Home > Books > Hothouse Flower (Addicted #4)(139)

Hothouse Flower (Addicted #4)(139)

Author:Krista Ritchie

“No.”

She stares at me for a while and says, “You’ve always been the most scatterbrained of the girls. I guess I shouldn’t be surprised.” Her eyes narrow a little though. I guess that’s the best I’m going to get. It’s good enough for me.

And then she scrutinizes my hair, combing her fingers through the shorter, badly hacked strands with a crinkled nose. “We can get you some extensions and take out this color… Did you cut this yourself? It’s god-awful.” She takes out her phone and makes a note to call the salon. Just like that, she acts like I didn’t make a pledge, but I won’t ever back away from it. Even if she chooses to forget or feign confusion. I’ll remind her.

“I love it,” I say.

“Funny,” she says, typing on her phone.

“No, I do,” I tell her seriously. “I love that it’s not perfect, and I like the highlights. I’m not changing it.” I glance at Rose, and she wears a proud smile.

“You can’t like this,” she says. “It’s ugly.”

Rose butts in. “It’s her taste.”

“Well she has bad taste,” she snaps. “And I’m trying to help her see that.”

Rose groans. “Mother, why do you have to be so—”

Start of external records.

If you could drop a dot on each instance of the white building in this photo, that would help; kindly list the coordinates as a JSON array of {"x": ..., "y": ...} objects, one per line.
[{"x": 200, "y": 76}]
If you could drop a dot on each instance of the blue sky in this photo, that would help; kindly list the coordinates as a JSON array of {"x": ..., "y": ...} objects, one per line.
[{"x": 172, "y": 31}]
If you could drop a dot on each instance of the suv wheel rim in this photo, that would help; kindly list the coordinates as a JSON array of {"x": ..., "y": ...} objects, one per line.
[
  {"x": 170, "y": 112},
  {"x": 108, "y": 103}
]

“Because I want what’s best for my girls,” she retorts. Her eyes land on me. “I don’t know what’s gotten into you. You always liked your hair before.”

“I never did,” I say.

She glares. “It’s Ryke, isn’t it? You’re changing because of a boy.”

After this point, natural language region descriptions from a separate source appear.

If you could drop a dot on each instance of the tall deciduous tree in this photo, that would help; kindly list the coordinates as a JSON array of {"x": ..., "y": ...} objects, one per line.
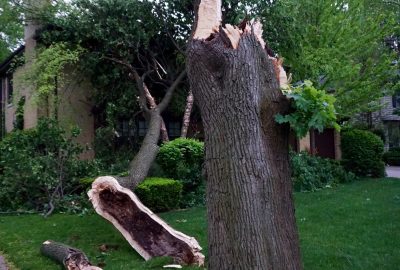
[
  {"x": 251, "y": 222},
  {"x": 11, "y": 28},
  {"x": 339, "y": 46}
]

“Ryke never told me how to cut my hair or what color to make it. He’s only ever told me to think for myself.”

I catch her eyes flickering to the door of the front cabin, where Ryke lies. She glares at it like it accosted her somehow. She blames him for my thoughts and feelings and probably my sudden career change.

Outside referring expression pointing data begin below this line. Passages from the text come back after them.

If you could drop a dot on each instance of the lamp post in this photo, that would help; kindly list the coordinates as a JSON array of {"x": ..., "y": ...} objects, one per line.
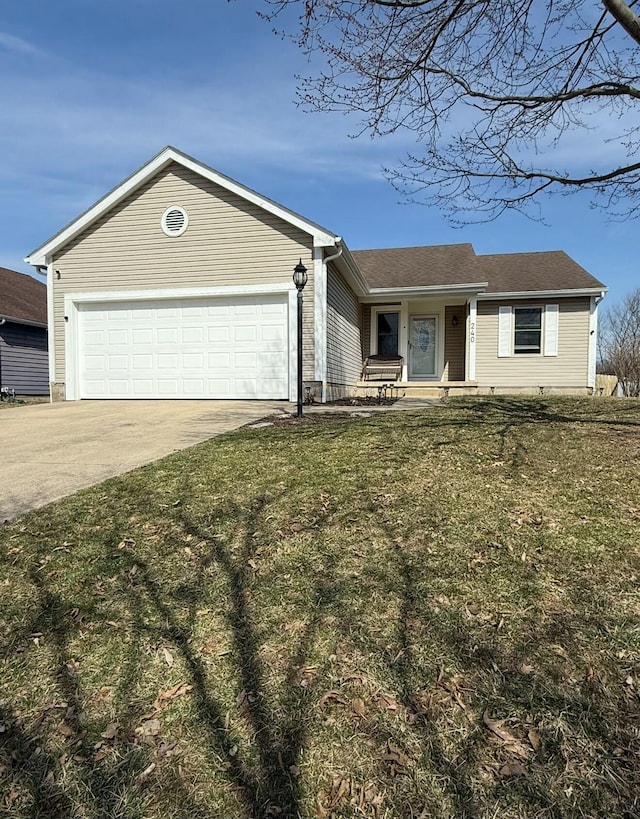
[{"x": 299, "y": 279}]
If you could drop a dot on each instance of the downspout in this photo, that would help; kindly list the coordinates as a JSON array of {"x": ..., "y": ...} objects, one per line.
[
  {"x": 2, "y": 321},
  {"x": 593, "y": 343},
  {"x": 325, "y": 262}
]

“Is he telling you to push me out of your life?” she asks.

“Mom, no. He’s never been like that.”

“He doesn’t like me,” she says. “I wouldn’t be surprised if he’s telling you all of these things—”

“Listen to me,” I plead. “He’s not saying a word about you. I love you, Mom, and he respects that.”

She shakes her head, disbelieving. She doesn’t even need to add the next line for me to sense it, but she does anyway. “You would have never gotten hurt if Ryke didn’t follow you to Paris.” She shakes her head again and again.

The sad thing, there is some truth to that.

I would have never gone to the pub to retrieve Lo if Ryke didn’t show up.

We would have never been stuck in that riot.

But without that violent wake-up call, I would have never realized how much I needed to voice my opinions. Even if it hurt my mom. Even if it pissed her off. All of this had to be said.

For me.

No one else.

You are your own anchor. Do you want to keep burning or are you going to let yourself rise?

No more dragging myself down.

I’m finally ready to rise.

< 56 >

RYKE MEADOWS

I’m in a room alone with my fucking father, my girlfriend’s dad and Connor. Right when I stepped onto the plane, Greg put his hand on my shoulder and said, “We need to talk.”

I thought he was reserving that talk with Daisy, but I’m sure he’ll have another one with her later, just to confirm that I didn’t sleep with her when she was fifteen.

He steered me into the front cabin and pushed me onto a cream leather recliner.

My sore muscles tense the longer I’m in a room with the fucking devil and his sidekick. That devil, by the way, has already poured his second glass of whiskey: straight, one ice cube. By the window, he takes big sips, sitting on a chair next to Connor, watching Greg face me in his own seat.

“I don’t even know where to start,” Greg admits, his green eyes zeroed in on me like a fucking target.

I rub the back of my neck and say, “You can ask me anything.” I can’t look at my father, only ten feet away, right fucking there. I haven’t been this close to him in years.

“I can think of a hundred places to start,” my dad pipes in, swishing his glass of whiskey. Instead of meeting my father’s eyes, I look at Connor beside him, his expression unreadable, drinking red wine. He easily fits among these men who are twice his age, and Connor exudes far more fucking confidence than either of them.

I’m no longer outdoors. I’m no longer in my element. I’ve entered Connor’s fucking realm, and I wonder if he’s mentally snapshotting this picture of me, here. Like I did to him back in Tennessee.